Análise e Tratamento dos Dados

Os dados foram extraídos da plataforma Survey Monkey® para uma base de dados usando o programa Microsoft Excel® e, posteriormente, importados para o programa estatístico Statistical Package for the Social Sciences (SPSS), versão 20.05. Para a análise foi empregada estatística descritiva, por meio de frequências absolutas e relativas.

Aspectos Éticos

A presente pesquisa foi aprovada pelo Comitê de Ética em Pesquisa da Escola de Enfermagem da USP, sob o parecer nº 3.647.173, no ano de 2020, sendo desenvolvida de acordo com as recomendações da Resolução nº 466/2012 do Conselho Nacional de Saúde(1616. Brasil. Ministério da Saúde. Conselho Nacional de Saúde. Resolução no 466, 12 de dezembro de 2012. Diretrizes e normas regulamentadoras de pesquisas envolvendo seres humanos. Diário Oficial da União; Brasília; 2012, Seção 1, p. 59.). Os docentes foram convidados a participar e foram informados sobre os objetivos, o método da investigação e a garantia do sigilo e anonimato. O Termo de Consentimento Livre e Esclarecido (TCLE) foi apresentado a todos os participantes da pesquisa no formato online. Os participantes foram orientados a ler o TCLE e manifestar sua concordância ou não à pergunta: “Você compreendeu as orientações e concorda participar, de forma livre, esclarecida e espontaneamente, desta pesquisa?”. Em caso de concordância, foi solicitado a inserção do nome completo do participante da pesquisa, por extenso, para que fosse anexado ao aceite do mesmo em participar da pesquisa. Em seguida, o participante era direcionado ao início do questionário. Em caso contrário, o participante recebia uma notificação de agradecimento e o contato era encerrado.

RESULTADOS

Participaram da pesquisa 125 docentes. Deste corpus amostral, 70,4% (n = 88) responderam que não participaram de experiências de EIP. Entre os docentes, 29,6% (n = 37) disseram ter participado de experiências de EIP, dos quais 81,1% (n = 30) compartilharam suas experiências, respondendo às questões específicas da temática. A distribuição das experiências foi registrada da seguinte forma: 70,3% (n = 26), responderam ter participado de apenas uma experiência, enquanto 10,8% (n = 4) compartilharam duas experiências. Esta questão teve uma taxa de abstenção de respostas igual a 18,9% (n = 7).

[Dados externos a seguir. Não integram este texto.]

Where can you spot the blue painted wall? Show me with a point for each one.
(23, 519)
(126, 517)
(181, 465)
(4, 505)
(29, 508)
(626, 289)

Os resultados sobre as características das experiências de EIP na amostra em estudo são apresentados na Tabela 1.

Tabela 1–
Distribuição das frequências relativas e percentuais para as respostas obtidas na caracterização das experiências de EIP na USP – São Paulo, Brasil, 2022.

Obteve-se que 32,4% das experiências de EIP envolvem a participação de três a quatro docentes e que 23,5% envolveram seis ou mais docentes. Além disso, 30,3% contam com a participação de até 20 alunos. Nota-se ainda que 45,2% dessas experiências acontecem de seis a dez anos na instituição, indicando que as experiências já estão consolidadas (Tabela 1).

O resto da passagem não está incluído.